Where are car accidents most likely to happen?
West Alabama has some heavily congested traffic areas which match many urban areas. But there are also many miles of rural stretches. So, you may be wondering where are car accidents most likely to happen. It’s all in the statistics.
While traveling by automobile would seem safer as enhanced safety features improve, statistics say otherwise.
From 2011 to 2020, the number of fatal crashes increased 19.8%.
Recently, the number of fatal crashes has increased by 6.8% from 2019 to 2020, while the estimated number of police-reported crashes fell by 22.3%.
A statistical projection of traffic fatalities for the first half of 2022 shows that an estimated 20,175 people died in motor vehicle traffic crashes.

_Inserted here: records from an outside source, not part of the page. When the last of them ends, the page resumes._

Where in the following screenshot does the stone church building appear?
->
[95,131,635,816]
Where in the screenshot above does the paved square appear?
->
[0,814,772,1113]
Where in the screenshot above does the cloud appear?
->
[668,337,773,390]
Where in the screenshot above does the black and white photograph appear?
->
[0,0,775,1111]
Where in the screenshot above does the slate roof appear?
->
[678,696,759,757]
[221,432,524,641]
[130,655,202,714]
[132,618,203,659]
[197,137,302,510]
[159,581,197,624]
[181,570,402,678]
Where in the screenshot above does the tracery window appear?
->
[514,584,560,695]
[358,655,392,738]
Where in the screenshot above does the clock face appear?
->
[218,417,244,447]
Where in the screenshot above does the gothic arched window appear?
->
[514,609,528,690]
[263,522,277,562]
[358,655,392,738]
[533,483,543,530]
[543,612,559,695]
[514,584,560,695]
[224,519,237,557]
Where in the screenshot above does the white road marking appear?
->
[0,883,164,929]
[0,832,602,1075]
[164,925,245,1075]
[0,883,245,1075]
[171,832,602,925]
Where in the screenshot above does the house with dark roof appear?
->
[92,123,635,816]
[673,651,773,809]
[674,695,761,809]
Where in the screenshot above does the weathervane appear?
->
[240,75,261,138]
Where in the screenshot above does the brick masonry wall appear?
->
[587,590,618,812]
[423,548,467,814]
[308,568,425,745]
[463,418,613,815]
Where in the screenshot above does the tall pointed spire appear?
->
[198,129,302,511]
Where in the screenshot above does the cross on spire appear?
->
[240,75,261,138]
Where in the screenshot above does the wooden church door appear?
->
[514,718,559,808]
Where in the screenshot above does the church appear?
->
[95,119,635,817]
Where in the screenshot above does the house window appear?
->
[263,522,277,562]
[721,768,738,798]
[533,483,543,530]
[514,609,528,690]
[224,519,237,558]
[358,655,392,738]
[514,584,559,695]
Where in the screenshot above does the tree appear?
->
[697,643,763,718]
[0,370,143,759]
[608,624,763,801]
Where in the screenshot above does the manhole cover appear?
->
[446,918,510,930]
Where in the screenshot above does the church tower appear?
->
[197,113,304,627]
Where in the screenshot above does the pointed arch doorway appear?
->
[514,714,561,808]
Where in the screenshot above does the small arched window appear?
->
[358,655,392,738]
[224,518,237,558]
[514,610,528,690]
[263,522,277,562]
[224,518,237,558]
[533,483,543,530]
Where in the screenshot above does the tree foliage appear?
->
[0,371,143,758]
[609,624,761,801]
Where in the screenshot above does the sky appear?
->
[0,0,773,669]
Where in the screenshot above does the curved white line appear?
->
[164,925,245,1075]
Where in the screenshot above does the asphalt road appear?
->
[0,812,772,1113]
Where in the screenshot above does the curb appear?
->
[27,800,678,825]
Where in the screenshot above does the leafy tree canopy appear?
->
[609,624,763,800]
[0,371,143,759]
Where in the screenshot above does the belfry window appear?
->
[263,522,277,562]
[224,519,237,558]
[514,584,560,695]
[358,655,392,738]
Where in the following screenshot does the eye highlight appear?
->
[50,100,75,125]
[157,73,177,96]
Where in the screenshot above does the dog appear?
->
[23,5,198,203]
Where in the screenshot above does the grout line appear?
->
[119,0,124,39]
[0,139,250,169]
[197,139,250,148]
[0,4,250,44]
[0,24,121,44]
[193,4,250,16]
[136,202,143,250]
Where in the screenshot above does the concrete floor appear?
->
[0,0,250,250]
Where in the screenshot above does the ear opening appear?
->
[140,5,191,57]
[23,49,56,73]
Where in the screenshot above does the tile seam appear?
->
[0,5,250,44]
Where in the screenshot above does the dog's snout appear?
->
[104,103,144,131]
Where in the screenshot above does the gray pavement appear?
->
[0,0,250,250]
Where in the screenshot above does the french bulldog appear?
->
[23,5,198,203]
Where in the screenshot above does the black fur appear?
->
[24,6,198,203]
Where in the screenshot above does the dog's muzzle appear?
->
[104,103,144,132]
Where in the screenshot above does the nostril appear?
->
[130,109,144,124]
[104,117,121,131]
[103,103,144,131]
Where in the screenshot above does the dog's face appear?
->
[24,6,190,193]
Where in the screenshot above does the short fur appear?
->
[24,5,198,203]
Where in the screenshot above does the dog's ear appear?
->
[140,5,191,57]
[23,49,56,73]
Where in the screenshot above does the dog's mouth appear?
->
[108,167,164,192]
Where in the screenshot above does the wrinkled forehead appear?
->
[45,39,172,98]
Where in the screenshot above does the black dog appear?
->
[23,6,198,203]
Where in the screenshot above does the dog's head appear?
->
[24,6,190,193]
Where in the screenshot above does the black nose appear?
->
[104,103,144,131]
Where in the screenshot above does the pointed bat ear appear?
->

This represents a marginal increase of about 0.5% as compared to 20,070 fatalities projected to have occurred in the first half of 2021.
This also represents the highest number of fatalities during the first half of the year since 2006.
However, the second quarter of 2022 represents the first decline in fatalities after seven consecutive quarters of year-to-year increases in fatalities, beginning with the third quarter of 2020.
Where are these accidents happening?
Fifty-five out of Alabama’s 67 counties are considered rural, but we all know how very rural even our most populous counties are. Over 43% of Alabamians live in rural areas. Many more drive through them.
In 2020, 43% of motor vehicle traffic fatalities occurred in rural areas, 56% in urban areas, and 1% in areas of unknown land use.
Fatalities in rural areas increased by 2%, and by 9% in urban areas.
According to the Census Bureau’s 2019 American Community Survey (the latest data available), an estimated 19 percent of the U.S. population lived in rural areas.
According to the Federal Highway Administration, 31% of the total vehicle miles traveled in 2020 were in rural areas. However, rural areas accounted for 43% of all traffic fatalities.
In 2020 the fatality rate was 1.7 times higher in rural areas than in urban areas.
What other factors were involved in these accidents?
In 2020, of the traffic fatalities occurring in rural areas, 28% were speed-related crashes, and 30% involved alcohol-impaired driving (an increase of 9% in rural areas and 17% in urban areas.)
The 2020 National Occupant Protection Use Survey (NOPUS) observed that the seat belt use rate among front-seat passenger vehicle occupants in urban areas was 90.5 percent, and rural occupants were observed to have a use rate of 89.9 percent.
Based on known restraint use in fatal crashes, 52% of rural passenger vehicle occupants killed in 2020 were unrestrained as compared to 49% of urban passenger vehicle occupants killed.